Shoot-trough states’ insertion not only determines the boost performance but also affects the output harmonic distortion and the switch losses. For the space voltage vectors shown in Figure 6(a), it is being taken as an example that the obtained optimized voltage uopt locates in Zone I and triangle 3, as shown in Figure 6(b).
Assume that the initial switch state is “0 −1 −1,” which means SA2, SA3, SB3, SB4, SC3, and SC4 are turned ON:(1)At t = t1, state “0 −1 −1” should be switched to “1 −1 −1” (for phase A, SA is changed from “0” to “1”), and the UST could be inserted in phase A by previously turning on the switch “SA1,” as shown in Figure 7 (SA1, SA2, and SA3 are ON while SA4 are OFF). During this insertion, the switch states for phases B and C remain unchanged, which satisfy the “volt-second” principle.(2)At t = t2, state “1 −1 −1” should be switched to “1 0 −1” (for phase B, SB is changed from “−1” to “0”).

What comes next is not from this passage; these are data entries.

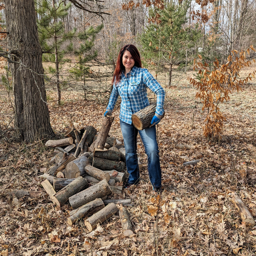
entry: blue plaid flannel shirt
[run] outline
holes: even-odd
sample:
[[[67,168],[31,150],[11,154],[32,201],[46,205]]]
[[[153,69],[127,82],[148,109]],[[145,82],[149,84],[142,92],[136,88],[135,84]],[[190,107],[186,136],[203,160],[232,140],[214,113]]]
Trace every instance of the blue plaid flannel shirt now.
[[[124,122],[131,124],[132,115],[149,105],[146,92],[148,87],[157,96],[156,113],[163,115],[165,92],[148,70],[134,66],[126,77],[123,71],[119,83],[117,85],[114,83],[107,110],[113,110],[120,95],[122,101],[119,118]]]

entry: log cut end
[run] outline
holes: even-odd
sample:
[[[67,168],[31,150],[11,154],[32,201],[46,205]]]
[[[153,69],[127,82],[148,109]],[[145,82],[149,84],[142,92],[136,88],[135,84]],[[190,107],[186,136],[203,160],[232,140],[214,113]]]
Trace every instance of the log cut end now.
[[[143,124],[140,118],[139,118],[136,115],[134,114],[132,115],[132,122],[133,122],[133,124],[139,131],[141,131],[142,130],[142,128],[143,128]]]

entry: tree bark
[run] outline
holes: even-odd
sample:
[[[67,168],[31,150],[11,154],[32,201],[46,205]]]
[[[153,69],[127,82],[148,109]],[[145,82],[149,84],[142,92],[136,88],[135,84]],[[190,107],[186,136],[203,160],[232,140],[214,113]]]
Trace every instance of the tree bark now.
[[[110,179],[110,176],[108,173],[106,173],[101,170],[98,168],[95,168],[90,165],[86,166],[84,169],[87,174],[99,180],[102,180],[103,179],[106,179],[107,181],[108,182]]]
[[[116,170],[117,171],[122,172],[124,170],[125,166],[123,162],[117,162],[98,157],[93,158],[92,165],[102,170]]]
[[[133,225],[131,222],[127,209],[121,207],[119,209],[119,217],[121,221],[122,233],[125,236],[133,234]]]
[[[87,219],[85,221],[85,226],[89,231],[91,232],[96,226],[97,223],[103,223],[118,211],[118,208],[114,203],[110,203],[100,211]]]
[[[72,225],[79,219],[89,214],[93,214],[104,208],[105,205],[101,198],[97,198],[93,201],[87,203],[77,209],[69,212],[70,217],[67,219],[67,223]]]
[[[151,120],[155,115],[156,109],[156,103],[154,103],[136,112],[132,115],[133,124],[138,130],[141,131],[150,127]],[[162,118],[165,114],[162,116]]]
[[[52,196],[51,199],[58,206],[62,206],[72,196],[77,194],[89,186],[85,178],[79,177]]]
[[[106,179],[100,181],[86,189],[69,198],[70,205],[73,209],[78,208],[96,198],[102,198],[111,193],[111,189]]]
[[[50,123],[33,0],[5,0],[15,103],[15,126],[26,142],[54,134]]]

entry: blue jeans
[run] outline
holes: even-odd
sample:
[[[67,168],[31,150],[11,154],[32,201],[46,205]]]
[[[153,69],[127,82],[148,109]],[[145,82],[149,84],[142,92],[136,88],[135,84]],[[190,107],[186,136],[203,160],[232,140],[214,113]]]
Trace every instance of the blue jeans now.
[[[131,184],[136,184],[139,182],[140,178],[137,157],[138,130],[133,124],[129,124],[121,120],[120,126],[125,148],[126,167],[130,174],[127,182]],[[139,133],[147,156],[149,179],[154,188],[160,188],[161,186],[161,172],[156,125],[139,131]]]

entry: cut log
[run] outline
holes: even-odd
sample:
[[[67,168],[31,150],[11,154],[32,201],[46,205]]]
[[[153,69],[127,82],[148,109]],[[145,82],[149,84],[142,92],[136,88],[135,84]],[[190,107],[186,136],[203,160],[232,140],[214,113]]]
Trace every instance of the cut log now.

If the UST is previously inserted in phase B, the switch state of phase A could be kept as “1,” while the switch state of phase C should be clamped from “−1” to “0,” which means the “volt-second” state would be destroyed so this insertion should be omitted.(3)At t = t3, state “1 0−1” should be switched to “1 0 0” (for phase C, SC is changed from “−1” to “0”). The DST could be inserted in phase C by persistently turning on the switch “SC4,” as shown in Figure 7 (SC2, SC3, and SC4 are ON while SC1 are OFF). During this insertion, the switch states for phases A and B remain unchanged, which satisfy the “volt-second” principle.
Obviously, when the reference vector is located in Zone I and triangle 3, the UST and DST can be inserted in the interaction range of the equivalent zero vector. Thus, the condition of Tsh_U = Tsh_D can ensure the balance of the UST status and the DST status.
From Figure 7, it could be easily seen that both the up and down shoot-through states would increase the output voltage (comparing Ref.Va(SA’) and Ref.Va(SA) and Ref.Vc(SC’) and Ref.Vc(SC)).
4. Experimental Results
In this paper, the effectiveness of the proposed improved MPC-based SVPWM mechanism is verified via an established experimental platform, as shown in Figure 8, along with the deep comparisons with the traditional SVPWM method. The detailed parameters are listed in Table 2. The control algorithm is implemented on a TMS320F28335 DSP with floating-point arithmetic.
Firstly, when the input voltage Vdc changes from 100 V to 200 V (Vdc1 = Vdc2 change from 50 V to 100 V), the corresponding dynamical line and phase voltages of the improved strategy are shown in Figure 9.
However, because of the voltage prediction error shown in Figure 10, there is some voltage ripple existing in the DC-link voltage.
When the duty ratio D changes from 0 to 0.3, which means the output voltage of the Z-source topology Vi could be 2.5 times as much as the input voltage Vdc (according to equation (7)), the dynamical output line and phase voltages uab and ua from the traditional SVPWM method and the improved proposed MPC-based SVPWM mechanism are shown in Figures 11 and 12, respectively.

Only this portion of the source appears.